Here we take a cluster of nodes A, B and C as an example and consider scenarios where some or all nodes are out of service and what to do to bring them back.
Node A is stopped as usual. The other nodes receive “normal shutdown” message from node A. The cluster size is reduced and a quorum re-calculation is issued.
After node A got started as usual, it joins the cluster nodes. Node A will not serve any write transaction until the join is finished and it’s fully synchronized with the cluster. If a writeset cache on a donor node B or C, which is set with a Galera cluster’s option gcache.size, still has all transactions missed at node A, node A will receive a fast incremental state transfer (IST), that is, a transfer of only missed transactions. Otherwise, a snapshot state transfer (SST) will start, that is, a transfer of index files.
Nodes A and B are stopped as usual. That is the same situation as in previous case but the cluster’s size is reduced to 1 and node C itself forms primary component that allows it to handle write transactions.
Nodes A and B may be started as usual and will join the cluster after the start. Node C becomes a “donor” and provides the transfer of the state to nodes A and B.
All nodes are stopped as usual and the cluster is off.
The problem now is how to initialize cluster and it is important that on a clean shutdown of searchd nodes write the number of the last executed transaction into the cluster directory grastate.dat file along with the safe_to_bootstrap key. The node stopped last will have the safe_to_bootstrap: 1 option and the most advanced seqno number.
It is important that this node should start first to form a cluster. To bootstrap, a cluster daemon should be started on this node with the –new-cluster command line key.
If another node starts first and bootstraps the cluster, then the most advanced node joins that cluster, performs full SST and receives an index file where some transactions are missed in comparison with index files it got before. That is why it is important to start the node that shut down last or to look at the cluster directory grastate.dat file to find the node with the safe_to_bootstrap: 1 option.
Node A disappears from the cluster due to crash or network failure.
Nodes B and C try to reconnect to missed node A and after failure remove node A from the cluster. The cluster quorum is valid as 2 out of 3 nodes are running and the cluster works as usual.
After node A restarts it will join the cluster automatically the same way as in case 1.
Nodes A and B disappear. Node C is not able to form the quorum alone as 1 node is less than 1.5 (half of 3). So the cluster on node C is switched to non-primary state and node C rejects any write transactions with an error message.

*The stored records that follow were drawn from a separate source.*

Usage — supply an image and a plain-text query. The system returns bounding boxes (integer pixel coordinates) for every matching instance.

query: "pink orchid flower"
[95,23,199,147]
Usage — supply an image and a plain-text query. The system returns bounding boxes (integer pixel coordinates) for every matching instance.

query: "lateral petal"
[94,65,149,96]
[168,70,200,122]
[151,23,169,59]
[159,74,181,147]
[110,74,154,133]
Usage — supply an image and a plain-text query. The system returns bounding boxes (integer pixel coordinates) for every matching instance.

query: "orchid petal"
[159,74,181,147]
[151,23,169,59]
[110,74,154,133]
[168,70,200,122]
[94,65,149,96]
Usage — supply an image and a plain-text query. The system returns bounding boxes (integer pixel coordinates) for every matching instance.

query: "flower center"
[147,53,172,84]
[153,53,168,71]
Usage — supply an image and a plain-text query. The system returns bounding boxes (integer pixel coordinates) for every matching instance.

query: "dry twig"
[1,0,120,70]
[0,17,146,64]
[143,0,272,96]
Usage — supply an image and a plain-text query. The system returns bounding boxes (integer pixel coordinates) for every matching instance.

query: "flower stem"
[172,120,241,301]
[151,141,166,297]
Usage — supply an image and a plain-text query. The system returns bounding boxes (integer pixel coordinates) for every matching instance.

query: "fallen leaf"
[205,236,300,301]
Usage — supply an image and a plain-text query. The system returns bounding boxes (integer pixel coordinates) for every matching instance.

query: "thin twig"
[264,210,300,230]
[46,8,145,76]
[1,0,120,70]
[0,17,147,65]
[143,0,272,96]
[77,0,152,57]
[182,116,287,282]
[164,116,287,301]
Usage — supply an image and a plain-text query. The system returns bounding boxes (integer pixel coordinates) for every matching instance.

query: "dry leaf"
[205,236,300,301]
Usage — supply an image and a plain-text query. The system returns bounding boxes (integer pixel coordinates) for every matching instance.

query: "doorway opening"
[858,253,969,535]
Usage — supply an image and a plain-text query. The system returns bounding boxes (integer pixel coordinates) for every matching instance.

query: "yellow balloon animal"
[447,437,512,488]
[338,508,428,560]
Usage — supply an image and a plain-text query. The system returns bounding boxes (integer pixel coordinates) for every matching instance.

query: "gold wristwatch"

Meanwhile, the single node C is waiting for other nodes to connect and try to connect them itself. If this happens, after the network is restored and nodes A and B are running again, the cluster will be formed again automatically. If nodes A and B are just cut from node C, but they can still reach each other, they keep working as usual because they still form the quorum.
However, if both nodes A and B crashed or restarted due to power outage, someone should turn on primary component on the C node with a following statement:
SET CLUSTER posts GLOBAL 'pc.bootstrap' = 1
But someone must make sure that all the other nodes are really unreachable before doing that, otherwise split-brain happens and separate clusters get formed.
All nodes crashed. In this case the grastate.dat file at cluster directory is not updated and does not contain a valid sequence number seqno.
If this happened, someone should find the most advanced node and start the daemon on it with the –new-cluster-force command line key. All other nodes will start as usual as in case 3.
Split-brain causes a cluster to get into non-primary state. For example, the cluster consists of even number of nodes (four), two couple of nodes being located in separate datacenters, and network failure interrupts the connection these datacenters.
Split-brain happens as each group of nodes has exactly half of quorum. Both groups stop to handle write transactions as Galera replication model cares about data consistency and the cluster can not accept write transactions without quorum. But nodes in both groups try to re-connect to the nodes nodes from the other group to restore the cluster.
If someone wants to restore the cluster without network got restored the same steps as in case 5 can be done but only at one group of nodes
SET CLUSTER posts GLOBAL 'pc.bootstrap' = 1
After that, the group with the node we run this statement at can successfully handle write transactions again.
However, we want to notice that if the statement gets issued at both groups this will end up with two separate clusters made, so the following network restoration will not make the groups to rejoin.